Upcasting happens at read time. The original events remain in the store exactly as they were written. This means:

  • No data migrations required
  • Rollbacks are safe — old code can still read old events
  • Audit trail is preserved

Compile-Time Pipeline

The upcaster pipeline is generated at compile time as a switch expression. No reflection, no runtime type discovery. If an old event type is referenced that doesn't exist, you get a compiler error.

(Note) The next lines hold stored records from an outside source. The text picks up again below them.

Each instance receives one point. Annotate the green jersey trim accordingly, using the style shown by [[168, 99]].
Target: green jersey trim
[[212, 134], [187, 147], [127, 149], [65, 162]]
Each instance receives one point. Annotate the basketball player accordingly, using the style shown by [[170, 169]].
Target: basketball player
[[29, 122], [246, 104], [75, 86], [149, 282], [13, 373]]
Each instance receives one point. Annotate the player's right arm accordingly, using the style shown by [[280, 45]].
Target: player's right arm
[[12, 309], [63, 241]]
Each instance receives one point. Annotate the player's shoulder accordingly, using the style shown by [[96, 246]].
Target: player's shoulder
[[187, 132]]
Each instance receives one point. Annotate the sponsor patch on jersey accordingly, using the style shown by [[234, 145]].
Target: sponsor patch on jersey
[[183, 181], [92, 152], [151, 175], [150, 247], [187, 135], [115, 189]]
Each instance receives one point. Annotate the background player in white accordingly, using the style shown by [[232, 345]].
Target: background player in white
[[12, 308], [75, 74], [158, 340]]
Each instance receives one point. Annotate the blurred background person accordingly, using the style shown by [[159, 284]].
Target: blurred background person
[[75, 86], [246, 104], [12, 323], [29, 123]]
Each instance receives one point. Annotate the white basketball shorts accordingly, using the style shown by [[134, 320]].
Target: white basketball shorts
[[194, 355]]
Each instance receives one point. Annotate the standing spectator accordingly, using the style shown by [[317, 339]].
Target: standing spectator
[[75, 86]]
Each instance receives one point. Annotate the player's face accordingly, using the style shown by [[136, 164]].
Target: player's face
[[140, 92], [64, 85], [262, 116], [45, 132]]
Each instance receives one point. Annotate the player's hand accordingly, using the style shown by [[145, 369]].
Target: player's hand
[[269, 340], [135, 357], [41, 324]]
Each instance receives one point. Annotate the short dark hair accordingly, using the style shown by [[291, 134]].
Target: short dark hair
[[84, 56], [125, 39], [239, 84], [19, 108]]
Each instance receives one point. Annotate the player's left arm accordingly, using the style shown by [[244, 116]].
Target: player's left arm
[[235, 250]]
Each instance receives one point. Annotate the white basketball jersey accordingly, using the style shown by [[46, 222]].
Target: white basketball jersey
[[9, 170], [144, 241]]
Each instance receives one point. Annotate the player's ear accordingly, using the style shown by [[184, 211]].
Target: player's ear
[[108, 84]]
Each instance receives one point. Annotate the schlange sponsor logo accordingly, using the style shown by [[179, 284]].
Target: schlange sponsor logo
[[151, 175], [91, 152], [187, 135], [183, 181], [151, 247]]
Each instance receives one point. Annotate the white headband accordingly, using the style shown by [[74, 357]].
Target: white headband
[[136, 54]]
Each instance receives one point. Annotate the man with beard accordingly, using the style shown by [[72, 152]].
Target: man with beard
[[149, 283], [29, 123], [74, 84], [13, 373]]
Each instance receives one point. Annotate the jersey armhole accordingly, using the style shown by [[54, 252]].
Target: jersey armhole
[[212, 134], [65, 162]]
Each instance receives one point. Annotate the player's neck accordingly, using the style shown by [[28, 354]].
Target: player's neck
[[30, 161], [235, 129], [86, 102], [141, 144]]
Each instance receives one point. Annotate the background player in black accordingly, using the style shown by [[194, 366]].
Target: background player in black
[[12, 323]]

Convention Over Configuration

  • Any static class with [EventUpcaster] is discovered
  • Any public static method with one parameter is an upcasting rule
  • The parameter type determines which events are matched
  • The return type determines the output

Complete Example

using Deepstaging.EventStore;
using Deepstaging.Ids;

[TypedId] [StreamId] public readonly partial struct OrderId;

// Current events
public sealed record OrderCreated(
    OrderId Id, string CustomerName, string Currency) : IAggregateEvent;
public sealed record OrderShipped(
    OrderId Id, string TrackingNumber, string Carrier) : IAggregateEvent;

// Legacy event versions (kept for deserialization compatibility)
public record OrderCreatedV1(OrderId Id, string CustomerName);
public record OrderShippedV1(OrderId Id, string TrackingNumber);

// Upcasters
[EventUpcaster]
public static class OrderEventUpcasters
{
    public static OrderCreated Upcast(OrderCreatedV1 old) =>
        new(old.Id, old.CustomerName, Currency: "USD");

    public static OrderShipped Upcast(OrderShippedV1 old) =>
        new(old.Id, old.TrackingNumber, Carrier: "Unknown");
}

// Aggregate — only handles current event versions
[EventSourcedAggregate]
public partial record Order(OrderId Id, string CustomerName, string Currency)
{
    public static Order Create(OrderCreated e) =>
        new(e.Id, e.CustomerName, e.Currency);
}

[EventStore]
public static partial class AppEventStore;

Old OrderCreatedV1 events stored in the database are transparently upcasted to OrderCreated before reaching the aggregate's Create method. No migration needed.